REVIEWING PROFESSIONAL AND SCIENTIFIC CONTRIBUTIONS TO THE JOURNAL OF Soudní inženýrství

The aim of the reviewed scientific and technical articles published in the journal of Forensic Engineering should be to describe specific issues in the different branches of forensic engineering (both technical and economic – road accident analysis, assessment of defects and failures in machine equipment, vehicles and properties, property valuation). The articles should be focused on the general issues of the sub-discipline given or on a specific case from practice. The conclusions of the article should then be generalized and formulated for other experts to be able to use them when dealing with other similar cases.

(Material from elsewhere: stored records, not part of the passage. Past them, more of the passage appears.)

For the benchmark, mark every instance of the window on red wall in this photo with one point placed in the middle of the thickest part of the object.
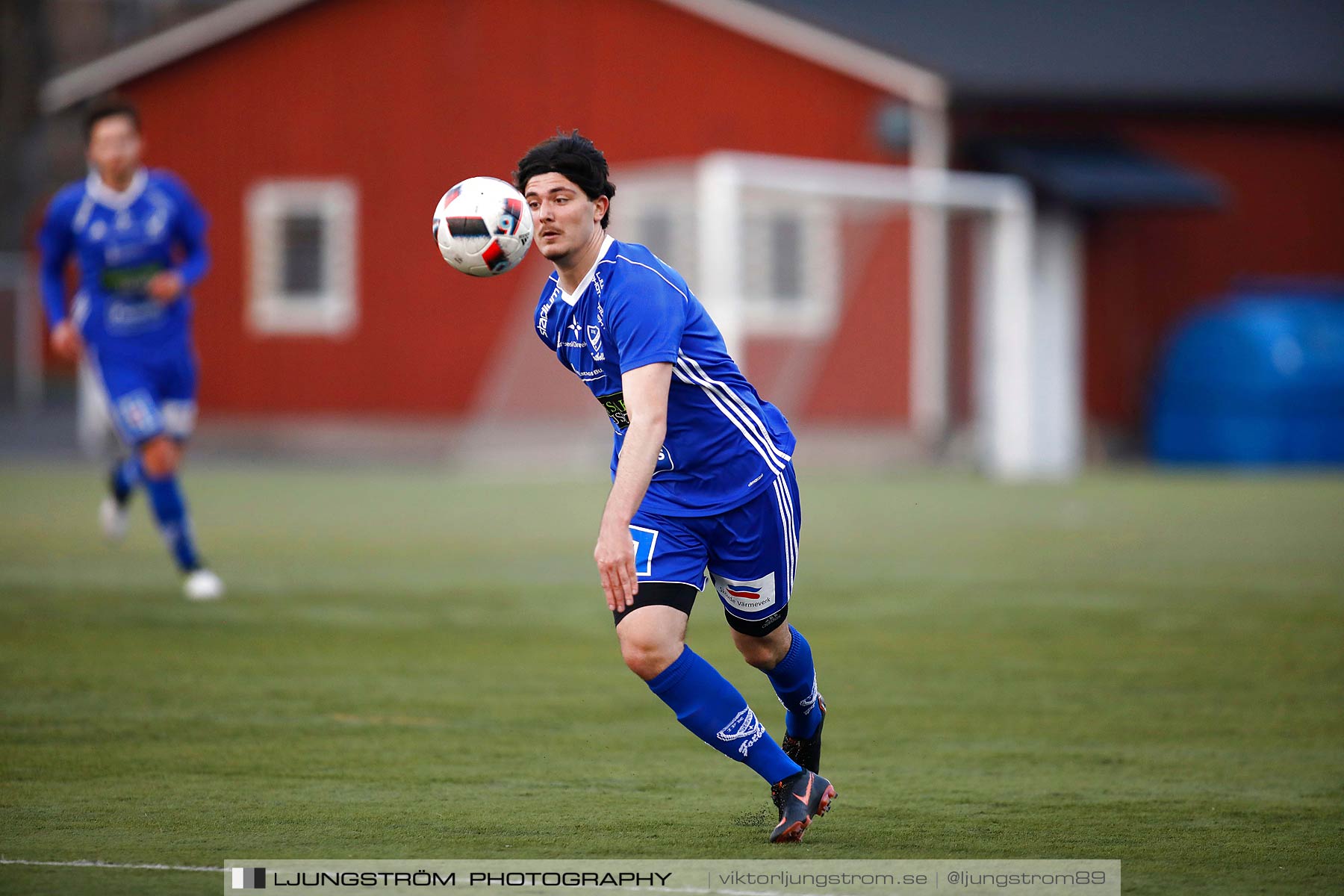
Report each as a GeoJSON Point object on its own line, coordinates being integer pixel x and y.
{"type": "Point", "coordinates": [302, 245]}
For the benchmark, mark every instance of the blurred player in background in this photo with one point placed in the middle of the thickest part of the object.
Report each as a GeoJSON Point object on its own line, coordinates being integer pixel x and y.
{"type": "Point", "coordinates": [703, 479]}
{"type": "Point", "coordinates": [137, 237]}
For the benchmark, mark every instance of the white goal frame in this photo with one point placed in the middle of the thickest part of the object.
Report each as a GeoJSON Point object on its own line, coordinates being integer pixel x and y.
{"type": "Point", "coordinates": [1016, 408]}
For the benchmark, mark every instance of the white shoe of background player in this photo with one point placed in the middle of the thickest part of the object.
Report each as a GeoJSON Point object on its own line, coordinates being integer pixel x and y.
{"type": "Point", "coordinates": [113, 519]}
{"type": "Point", "coordinates": [203, 585]}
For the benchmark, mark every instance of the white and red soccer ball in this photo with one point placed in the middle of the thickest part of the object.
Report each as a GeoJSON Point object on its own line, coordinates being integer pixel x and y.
{"type": "Point", "coordinates": [483, 226]}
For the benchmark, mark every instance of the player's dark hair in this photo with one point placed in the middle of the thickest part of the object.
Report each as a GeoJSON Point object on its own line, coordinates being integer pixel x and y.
{"type": "Point", "coordinates": [576, 158]}
{"type": "Point", "coordinates": [109, 109]}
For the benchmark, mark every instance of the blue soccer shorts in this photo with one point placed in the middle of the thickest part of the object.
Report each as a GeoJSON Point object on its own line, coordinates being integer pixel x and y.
{"type": "Point", "coordinates": [148, 396]}
{"type": "Point", "coordinates": [749, 553]}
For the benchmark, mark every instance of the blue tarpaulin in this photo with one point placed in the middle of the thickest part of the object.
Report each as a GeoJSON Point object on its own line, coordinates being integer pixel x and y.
{"type": "Point", "coordinates": [1257, 379]}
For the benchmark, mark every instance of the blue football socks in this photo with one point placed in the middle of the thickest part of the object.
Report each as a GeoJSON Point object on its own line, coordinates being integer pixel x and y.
{"type": "Point", "coordinates": [171, 512]}
{"type": "Point", "coordinates": [712, 709]}
{"type": "Point", "coordinates": [794, 680]}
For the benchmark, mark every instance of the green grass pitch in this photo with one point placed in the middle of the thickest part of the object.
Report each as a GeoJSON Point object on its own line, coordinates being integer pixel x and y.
{"type": "Point", "coordinates": [409, 664]}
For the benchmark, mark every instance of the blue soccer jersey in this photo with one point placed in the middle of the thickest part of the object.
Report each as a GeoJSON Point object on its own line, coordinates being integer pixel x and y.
{"type": "Point", "coordinates": [120, 240]}
{"type": "Point", "coordinates": [725, 444]}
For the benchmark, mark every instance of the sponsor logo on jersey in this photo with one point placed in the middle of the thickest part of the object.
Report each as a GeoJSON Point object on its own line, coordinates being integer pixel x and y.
{"type": "Point", "coordinates": [750, 595]}
{"type": "Point", "coordinates": [744, 727]}
{"type": "Point", "coordinates": [615, 406]}
{"type": "Point", "coordinates": [546, 309]}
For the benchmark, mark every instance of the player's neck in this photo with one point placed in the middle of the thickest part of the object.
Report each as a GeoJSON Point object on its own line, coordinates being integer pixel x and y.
{"type": "Point", "coordinates": [119, 183]}
{"type": "Point", "coordinates": [579, 262]}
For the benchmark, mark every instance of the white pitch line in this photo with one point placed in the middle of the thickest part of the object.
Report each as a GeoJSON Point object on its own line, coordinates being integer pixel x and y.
{"type": "Point", "coordinates": [85, 862]}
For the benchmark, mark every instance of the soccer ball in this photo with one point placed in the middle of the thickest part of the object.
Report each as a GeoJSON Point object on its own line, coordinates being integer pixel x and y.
{"type": "Point", "coordinates": [483, 226]}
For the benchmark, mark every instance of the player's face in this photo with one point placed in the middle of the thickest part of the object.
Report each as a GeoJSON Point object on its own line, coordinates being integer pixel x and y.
{"type": "Point", "coordinates": [114, 148]}
{"type": "Point", "coordinates": [564, 218]}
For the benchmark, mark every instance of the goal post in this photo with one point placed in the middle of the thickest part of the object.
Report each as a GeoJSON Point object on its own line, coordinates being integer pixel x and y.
{"type": "Point", "coordinates": [1004, 366]}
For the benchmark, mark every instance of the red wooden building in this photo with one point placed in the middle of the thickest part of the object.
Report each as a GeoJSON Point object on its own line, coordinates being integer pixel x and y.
{"type": "Point", "coordinates": [319, 134]}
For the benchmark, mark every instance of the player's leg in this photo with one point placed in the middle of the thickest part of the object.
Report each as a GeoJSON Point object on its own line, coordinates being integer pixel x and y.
{"type": "Point", "coordinates": [670, 563]}
{"type": "Point", "coordinates": [121, 382]}
{"type": "Point", "coordinates": [161, 462]}
{"type": "Point", "coordinates": [753, 567]}
{"type": "Point", "coordinates": [753, 556]}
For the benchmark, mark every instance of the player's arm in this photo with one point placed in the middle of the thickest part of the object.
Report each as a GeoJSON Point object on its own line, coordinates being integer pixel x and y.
{"type": "Point", "coordinates": [190, 237]}
{"type": "Point", "coordinates": [55, 242]}
{"type": "Point", "coordinates": [645, 391]}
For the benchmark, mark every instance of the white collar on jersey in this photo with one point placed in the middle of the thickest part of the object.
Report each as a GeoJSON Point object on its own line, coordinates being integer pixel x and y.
{"type": "Point", "coordinates": [588, 277]}
{"type": "Point", "coordinates": [105, 195]}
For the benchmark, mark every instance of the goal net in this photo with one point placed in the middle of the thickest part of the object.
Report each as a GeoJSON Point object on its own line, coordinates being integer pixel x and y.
{"type": "Point", "coordinates": [886, 311]}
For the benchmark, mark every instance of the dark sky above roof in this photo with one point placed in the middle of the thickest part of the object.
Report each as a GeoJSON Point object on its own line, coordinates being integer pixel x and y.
{"type": "Point", "coordinates": [1219, 52]}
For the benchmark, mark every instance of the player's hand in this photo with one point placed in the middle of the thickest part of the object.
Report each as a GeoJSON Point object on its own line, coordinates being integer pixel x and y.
{"type": "Point", "coordinates": [615, 555]}
{"type": "Point", "coordinates": [65, 341]}
{"type": "Point", "coordinates": [164, 287]}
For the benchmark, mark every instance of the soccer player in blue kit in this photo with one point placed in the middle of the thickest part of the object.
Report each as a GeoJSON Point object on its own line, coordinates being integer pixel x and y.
{"type": "Point", "coordinates": [139, 240]}
{"type": "Point", "coordinates": [702, 480]}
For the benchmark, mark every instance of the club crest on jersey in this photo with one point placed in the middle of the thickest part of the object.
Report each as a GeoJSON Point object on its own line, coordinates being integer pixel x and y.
{"type": "Point", "coordinates": [745, 729]}
{"type": "Point", "coordinates": [756, 595]}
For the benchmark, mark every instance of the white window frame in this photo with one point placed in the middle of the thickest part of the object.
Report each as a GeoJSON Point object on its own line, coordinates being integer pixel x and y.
{"type": "Point", "coordinates": [813, 314]}
{"type": "Point", "coordinates": [816, 309]}
{"type": "Point", "coordinates": [270, 311]}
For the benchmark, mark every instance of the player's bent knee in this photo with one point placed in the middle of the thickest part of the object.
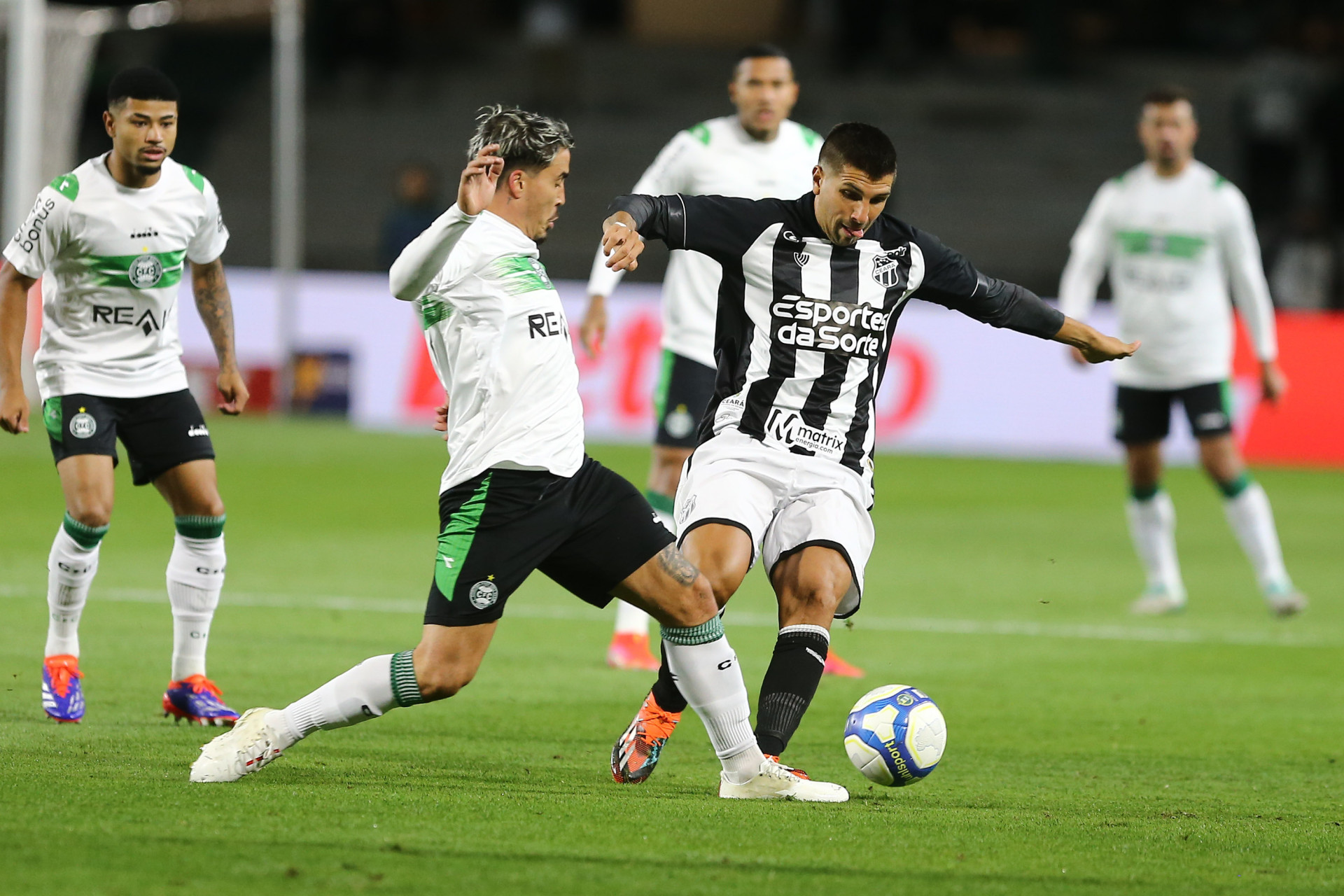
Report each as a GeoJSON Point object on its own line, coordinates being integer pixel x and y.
{"type": "Point", "coordinates": [698, 606]}
{"type": "Point", "coordinates": [93, 514]}
{"type": "Point", "coordinates": [441, 682]}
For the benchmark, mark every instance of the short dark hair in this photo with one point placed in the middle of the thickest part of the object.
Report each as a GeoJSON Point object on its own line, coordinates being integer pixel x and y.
{"type": "Point", "coordinates": [762, 51]}
{"type": "Point", "coordinates": [860, 147]}
{"type": "Point", "coordinates": [526, 139]}
{"type": "Point", "coordinates": [1167, 94]}
{"type": "Point", "coordinates": [140, 83]}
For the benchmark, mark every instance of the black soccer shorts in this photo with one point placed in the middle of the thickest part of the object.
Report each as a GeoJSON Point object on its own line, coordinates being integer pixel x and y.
{"type": "Point", "coordinates": [685, 391]}
{"type": "Point", "coordinates": [1145, 415]}
{"type": "Point", "coordinates": [588, 532]}
{"type": "Point", "coordinates": [159, 431]}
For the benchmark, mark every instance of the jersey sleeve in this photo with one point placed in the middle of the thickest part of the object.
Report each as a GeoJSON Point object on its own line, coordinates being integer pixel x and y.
{"type": "Point", "coordinates": [670, 174]}
{"type": "Point", "coordinates": [43, 232]}
{"type": "Point", "coordinates": [721, 227]}
{"type": "Point", "coordinates": [211, 235]}
{"type": "Point", "coordinates": [951, 281]}
{"type": "Point", "coordinates": [429, 264]}
{"type": "Point", "coordinates": [1245, 272]}
{"type": "Point", "coordinates": [1089, 253]}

All the professional and scientific contributions are reviewed. A member of the editorial board was usually one of the reviewers – an expert in the given branch, who also recommended whether the contribution should be accepted or refused. An expert external to the Institute of Forensic Engineering was another one. Since the 19th volume, the professional and scientific contributions have been reviewed by two experts, who, based on the requirements of the Council for Science, Research and Innovation, are not:

  1. from one workplace,
  2. from the same workplace as the author or co-author of the article,
  3. exclusively the employees of the publisher,
  4. members of the board.

The translation of a citation of the definition of review procedures by the Council for Science, Research and Innovation:
A review procedure is an assessment procedure applied to every scientific piece of work (or artistic piece of work) prior to its publishing and the reviewers’ (assessors’) comments are incorporated into the final published version. A reviewed work means that after receiving a proposed article, expert and independent assessment is carried out (the assessor must not be exclusively an employee of the editorial office or the publisher; if there are more reviewers, they must not be from the same workplace; none of the reviewers must work at the same workplace as the author), based on which the author modifies the work and it is then published.

A separate category comprises articles providing information significant for experts (internet pages, books, new equipment, software, conferences, etc.). These contributions are not subject to review obligations.